# Tyler Farrar - Kiss after Winning Stage 3?



## terrain

Camera's follow him as he wins and his first stop he appears to place a lip smacker on his fellow rider...Could be the camera angle but I have never seen a rider kiss another rider in that Region.


----------



## krott5333

It's the European thing to do


----------



## Sylint

was on the cheek, and it's the custom. Living in Europe and being the minority, even on an "American" team, it's most likely just a custom he picked up. 

Or he thinks he looked good in the new white kits.


----------



## davidka

Dave Millar kissed him right on the lips, an American and a Brit. They're really um close, on that team. lol


----------



## Rhymenocerus

_omg how gay!_


----------



## Sylint

I blame JV's sideburns...


----------



## Creakyknees

there is no amount of money fame or glory that would get me to pucker up to JV


----------



## spookyload

My wife saw that immedately. She asked if he was gay. It was dead on the lips, and living in Europe, I can tell you I don't see straight men doing that anywhere here.


----------



## kbwh

I saw Spingsteen do that to Clarence Clemons on stage once...


----------



## AJL

Creakyknees said:


> there is no amount of money fame or glory that would get me to pucker up to JV


For a cool $1M US, I'd step up to the plate. 
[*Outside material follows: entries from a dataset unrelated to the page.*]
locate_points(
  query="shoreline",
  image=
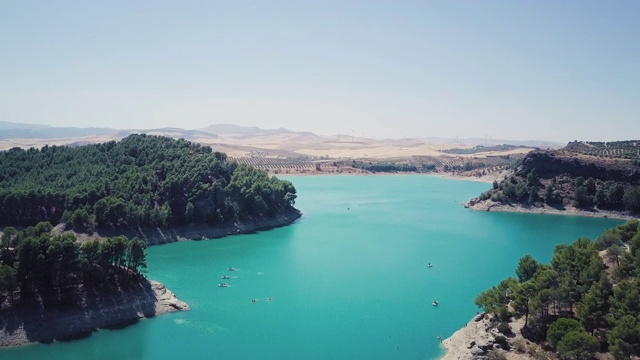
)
(479, 336)
(489, 205)
(157, 236)
(28, 324)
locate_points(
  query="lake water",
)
(349, 280)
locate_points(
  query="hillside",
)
(596, 178)
(283, 151)
(141, 181)
(582, 305)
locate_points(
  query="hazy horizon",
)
(555, 71)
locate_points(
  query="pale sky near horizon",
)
(544, 70)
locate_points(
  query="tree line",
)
(140, 181)
(580, 192)
(572, 304)
(36, 261)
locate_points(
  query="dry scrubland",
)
(295, 153)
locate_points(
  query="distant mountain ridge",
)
(13, 130)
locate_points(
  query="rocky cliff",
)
(82, 310)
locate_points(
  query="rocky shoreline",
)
(199, 231)
(28, 323)
(488, 205)
(32, 322)
(480, 336)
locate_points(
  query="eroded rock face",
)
(87, 310)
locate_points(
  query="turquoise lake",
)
(349, 280)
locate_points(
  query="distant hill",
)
(543, 144)
(6, 125)
(230, 129)
(11, 130)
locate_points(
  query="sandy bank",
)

As far as the kiss goes, no big deal, Millar was was really happy for Farrar, first TdF win and he got that win for Woulter - double plus good.


----------



## jswilson64

And we all know what happened to Clarence...

(too soon?)


----------



## kbwh

Yup. In 1980 Bruce Springsteen kisses Clarence Clemons on stage. In 2011 Clemons dies at 69 after suffering a stroke. Coincidence? We think not!


----------



## cpecrivaine

That was straight on the lips! Even before that I was wondering if he was gay. No harm intended but it keeps showing up on the highlights!


----------



## Oracle7775

Well, it is France, and they are slowly wending their way to la Ville De L'amour...


----------



## looigi

I have notoriously bad gaydar, but I've been picking up some weak blips from Tyler...don't know...


----------



## SamDC

*Didn't see it myself*

Was it anything like this?


----------



## Lumbergh

but if 2 chicks kiss it's sexy?


----------



## austincrx

uh...yeah (unless they're fat or ugly...or both)!


----------



## spookyload

Yes it is. It is a double standard, but it is sexy as hell.


----------



## LarsMonkey

I believe he is either gay, or.... not straight


----------



## OldEndicottHiway

And it's said that women are gossipy.

Huh.


----------



## 55x11

spookyload said:


> My wife saw that immedately. She asked if he was gay. It was dead on the lips, and living in Europe, I can tell you I don't see straight men doing that anywhere here.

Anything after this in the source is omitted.